Now the fact that we’re spending so much on outpatient care isn’t necessarily a bad thing.  Same day surgery does cost less in general that longer inpatient stays.  But it’s undeniable that the incentives in the system to financially reward quicker and less invasive procedures have increased their use.  The financial rewards are much more for outpatient than inpatient care, and the fee-for-service mechanisms of the US encourage the use of more care.  In the UK, for instance, almost 60% of hernias are repaired as inpatient procedures; in the US about 11% of those procedures are done on an inpatient basis.

Other contributors to the increasing “extra” cost of outpatient care include physician salaries (covered in a future post), ownership in surgical or diagnostic imaging centers, and the use of more expensive technology, especially in a diagnostic capacity.  Emergency departments in the United States accounted for more than half of a significant number of outpatient visits and about $75 billion in outpatient costs.

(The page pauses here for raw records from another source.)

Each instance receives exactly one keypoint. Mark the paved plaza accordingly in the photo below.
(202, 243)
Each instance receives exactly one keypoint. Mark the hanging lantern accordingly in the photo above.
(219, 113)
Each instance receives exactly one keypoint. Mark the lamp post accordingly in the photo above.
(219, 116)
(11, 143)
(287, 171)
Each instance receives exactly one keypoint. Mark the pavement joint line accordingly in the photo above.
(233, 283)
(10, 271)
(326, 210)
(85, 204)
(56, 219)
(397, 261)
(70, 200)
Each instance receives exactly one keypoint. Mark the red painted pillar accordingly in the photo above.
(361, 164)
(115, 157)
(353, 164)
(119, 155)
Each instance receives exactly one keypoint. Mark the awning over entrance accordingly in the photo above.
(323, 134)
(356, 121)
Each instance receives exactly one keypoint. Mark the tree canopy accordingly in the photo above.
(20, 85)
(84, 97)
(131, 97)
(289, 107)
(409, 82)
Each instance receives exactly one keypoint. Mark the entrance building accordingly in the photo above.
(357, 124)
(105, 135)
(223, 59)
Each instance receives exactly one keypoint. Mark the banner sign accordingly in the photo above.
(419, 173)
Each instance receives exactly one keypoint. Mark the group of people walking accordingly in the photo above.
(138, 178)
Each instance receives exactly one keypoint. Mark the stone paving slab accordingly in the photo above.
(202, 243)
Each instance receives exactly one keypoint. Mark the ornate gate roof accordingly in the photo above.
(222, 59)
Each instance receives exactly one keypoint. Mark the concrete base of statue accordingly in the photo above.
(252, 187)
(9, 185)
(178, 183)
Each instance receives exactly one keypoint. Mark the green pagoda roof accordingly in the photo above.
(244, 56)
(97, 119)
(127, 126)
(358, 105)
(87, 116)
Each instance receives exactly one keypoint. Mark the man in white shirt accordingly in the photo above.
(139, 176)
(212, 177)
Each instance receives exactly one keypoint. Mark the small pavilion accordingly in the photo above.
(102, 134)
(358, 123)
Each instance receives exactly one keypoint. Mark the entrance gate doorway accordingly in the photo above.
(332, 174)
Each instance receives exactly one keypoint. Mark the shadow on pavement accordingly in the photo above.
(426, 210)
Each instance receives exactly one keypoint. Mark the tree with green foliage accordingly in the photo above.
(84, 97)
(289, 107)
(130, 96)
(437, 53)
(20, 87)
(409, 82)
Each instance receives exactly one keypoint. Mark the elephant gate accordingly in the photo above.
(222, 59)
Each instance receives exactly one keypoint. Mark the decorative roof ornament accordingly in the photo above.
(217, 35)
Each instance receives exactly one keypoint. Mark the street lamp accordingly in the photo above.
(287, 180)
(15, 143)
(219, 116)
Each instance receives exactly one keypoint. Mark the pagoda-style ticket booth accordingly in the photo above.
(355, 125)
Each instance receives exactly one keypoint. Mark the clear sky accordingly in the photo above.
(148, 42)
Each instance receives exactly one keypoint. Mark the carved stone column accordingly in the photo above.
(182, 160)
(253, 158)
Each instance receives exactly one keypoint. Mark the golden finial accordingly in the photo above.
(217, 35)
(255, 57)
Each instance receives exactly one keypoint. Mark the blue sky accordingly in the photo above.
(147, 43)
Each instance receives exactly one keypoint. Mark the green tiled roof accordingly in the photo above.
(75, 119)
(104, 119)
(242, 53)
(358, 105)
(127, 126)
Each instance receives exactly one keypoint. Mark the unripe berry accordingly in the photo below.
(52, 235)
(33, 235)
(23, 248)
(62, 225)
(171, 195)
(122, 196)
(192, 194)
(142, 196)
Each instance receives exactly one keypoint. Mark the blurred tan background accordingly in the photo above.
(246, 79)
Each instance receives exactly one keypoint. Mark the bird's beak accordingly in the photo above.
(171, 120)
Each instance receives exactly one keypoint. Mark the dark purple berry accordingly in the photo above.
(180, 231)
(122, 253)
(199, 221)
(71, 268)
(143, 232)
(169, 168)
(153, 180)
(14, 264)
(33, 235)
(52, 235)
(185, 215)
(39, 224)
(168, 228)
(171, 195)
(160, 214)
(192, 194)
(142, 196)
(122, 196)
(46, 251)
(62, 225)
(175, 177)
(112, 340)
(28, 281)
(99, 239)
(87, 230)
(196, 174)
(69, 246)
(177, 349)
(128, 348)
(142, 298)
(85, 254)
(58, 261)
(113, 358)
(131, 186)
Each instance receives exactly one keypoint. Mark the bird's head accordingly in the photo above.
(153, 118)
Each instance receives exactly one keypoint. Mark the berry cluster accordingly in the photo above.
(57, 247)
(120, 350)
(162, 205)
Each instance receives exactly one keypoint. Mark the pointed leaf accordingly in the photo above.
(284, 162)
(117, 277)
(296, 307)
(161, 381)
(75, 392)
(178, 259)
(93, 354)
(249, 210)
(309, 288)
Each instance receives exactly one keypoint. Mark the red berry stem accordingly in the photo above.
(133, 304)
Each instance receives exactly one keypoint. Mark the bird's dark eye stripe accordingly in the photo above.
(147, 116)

So here’s our first bit of depressing news.  The single biggest contributor to the money we’re spending that’s “extra” is for medical care.  It’s not a company or a crook.  It’s for actual stuff that we seem to value.  I will get into some of the specifics of this in future posts, but the bottom line is that when we talk about cutting spending, we will need to talk about reducing this amount.  Especially since, if we were spending so much on care, we should expect to see impressive returns in quality (which we don’t).

We will need to talk, as a country, about spending less for things like outpatient care.  If we don’t, we won’t ever really get a handle on the costs of our health care system.

I will say this at the end of every one of these pieces.  None of this proves that this money is wasted or fraudently taken.  Nor am I saying that we shouldn’t spend more money than other countries.   But this is money that goes above what you’d expect us to spend based on our greater wealth.  We should at least be able to account for and explain this increased spending in some way.

Bonus: Austin expanded on some of this here.

UPDATE: Although the report says it’s up to 56% of outpatient visits, this feels high to me and I can’t confirm it.  So until I can, I edited the text.